Alex Paris: Great. And what can we hope for or expect from the rollout of Impact Platform? Is it a higher initial selling price? Is it higher retention rates? Both?
Jennifer Colosimo: The primary benefit, I think, is the value proposition that we are changing — we’re driving collective behavior change. So, in terms of the Impact Platform, we always have great content. We always have the modalities, but having the seamlessness to be able to bring this to an enterprise at scale particularly as many of our buyers don’t have a lot of people in the department, and this makes it much more scalable. What we’re seeing with those that have deployed is we’re better able to track that behavior change, we can track pre and post, the skills, the movement. One of our latest case studies, the primary thing that the buyers love is the metrics and the ability to scale with lower staff.
Alex Paris: Excellent. Very helpful. Thank you very much, and that’s all I have for now.
Paul Walker: Thanks, Alex.
Operator: Thank you. Please standby for our next question. We have a follow-up question from the line of Nehal with Northland Capital Markets. Your line is open.
Nehal Chokshi: Yeah, thank you. Paul, at the beginning of your prepared remarks, you talked about how invoice subscription value was flash in fiscal 3Q and 4Q, but [influx is] (ph) up in fiscal 1Q. What was actually the precise level in fiscal 1Q? And do you expect that to continue to influx up in fiscal 2Q?
Paul Walker: So, your question — just to make sure I’ve got your question there, because I cut out just a second on our end. Could you just repeat it one more time? I think it’s about invoice subscription levels Q2, Q3 versus Q4, Q1. Is that your question?
Nehal Chokshi: Yes. Well, and into Q2 of this fiscal year ’24?

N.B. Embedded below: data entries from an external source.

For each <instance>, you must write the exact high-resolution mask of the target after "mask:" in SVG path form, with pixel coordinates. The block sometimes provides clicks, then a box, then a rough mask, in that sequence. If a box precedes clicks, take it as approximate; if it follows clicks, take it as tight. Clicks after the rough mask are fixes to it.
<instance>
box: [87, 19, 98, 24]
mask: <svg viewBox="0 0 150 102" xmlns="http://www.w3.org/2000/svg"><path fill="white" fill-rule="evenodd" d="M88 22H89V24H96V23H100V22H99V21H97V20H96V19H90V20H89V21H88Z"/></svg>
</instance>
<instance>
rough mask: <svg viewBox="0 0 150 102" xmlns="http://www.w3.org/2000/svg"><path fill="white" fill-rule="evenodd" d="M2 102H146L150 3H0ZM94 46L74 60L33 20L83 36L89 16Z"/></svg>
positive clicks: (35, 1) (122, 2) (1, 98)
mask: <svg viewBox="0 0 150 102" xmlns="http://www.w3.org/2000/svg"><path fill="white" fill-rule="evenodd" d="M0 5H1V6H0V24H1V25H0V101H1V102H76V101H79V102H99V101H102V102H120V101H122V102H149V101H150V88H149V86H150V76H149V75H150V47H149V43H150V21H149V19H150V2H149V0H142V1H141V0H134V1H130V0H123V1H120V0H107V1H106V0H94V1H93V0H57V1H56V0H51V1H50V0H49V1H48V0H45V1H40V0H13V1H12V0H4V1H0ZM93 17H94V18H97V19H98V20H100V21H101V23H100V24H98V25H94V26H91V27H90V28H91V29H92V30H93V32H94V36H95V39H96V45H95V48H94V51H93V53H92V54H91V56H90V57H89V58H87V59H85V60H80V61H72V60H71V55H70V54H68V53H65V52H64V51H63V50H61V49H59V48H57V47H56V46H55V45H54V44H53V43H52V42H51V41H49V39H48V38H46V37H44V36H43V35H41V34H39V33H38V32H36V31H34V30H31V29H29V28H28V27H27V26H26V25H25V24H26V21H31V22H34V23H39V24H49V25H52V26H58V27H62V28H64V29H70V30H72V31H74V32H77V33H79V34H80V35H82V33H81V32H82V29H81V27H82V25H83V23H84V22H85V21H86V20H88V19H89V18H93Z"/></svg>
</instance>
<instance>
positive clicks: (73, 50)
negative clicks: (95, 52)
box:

Paul Walker: Yeah. Great. Okay. So, invoice subscription levels, U.S./Canada AAP were flattish in Q2 and Q3. If memory serves, they were up about 8% in Q4, and then up around 13% in Q1. And then, we expect that they’ll continue to be good in Q2.
Nehal Chokshi: Okay. Great. And then, Steve, real quickly, do you have thoughts on EBITDA for the February quarter?
Steve Young: EBITDA, I’m sorry, again…
Paul Walker: EBITDA for this quarter.
Steve Young: [indiscernible] Yes. So, we talked about adjusted EBITDA being between $6.2 million and $7.2 million.
Nehal Chokshi: Okay. Thank you. I missed that. And what about the currency headwind for the full year on EBITDA?
Steve Young: Well, our constant — our impact of currency was insignificant in Q1. If we stayed exact — if the rates stayed exactly what they are now, we would have some impact through the remainder of the year. But we don’t know what’s going to happen with the exchange rate, so we don’t know what that would be. That might impact revenue like $1 million if rates stayed exactly as they are now. But there was no — there was an insignificant impact on adjusted EBITDA and an insignificant impact on sales in Q1.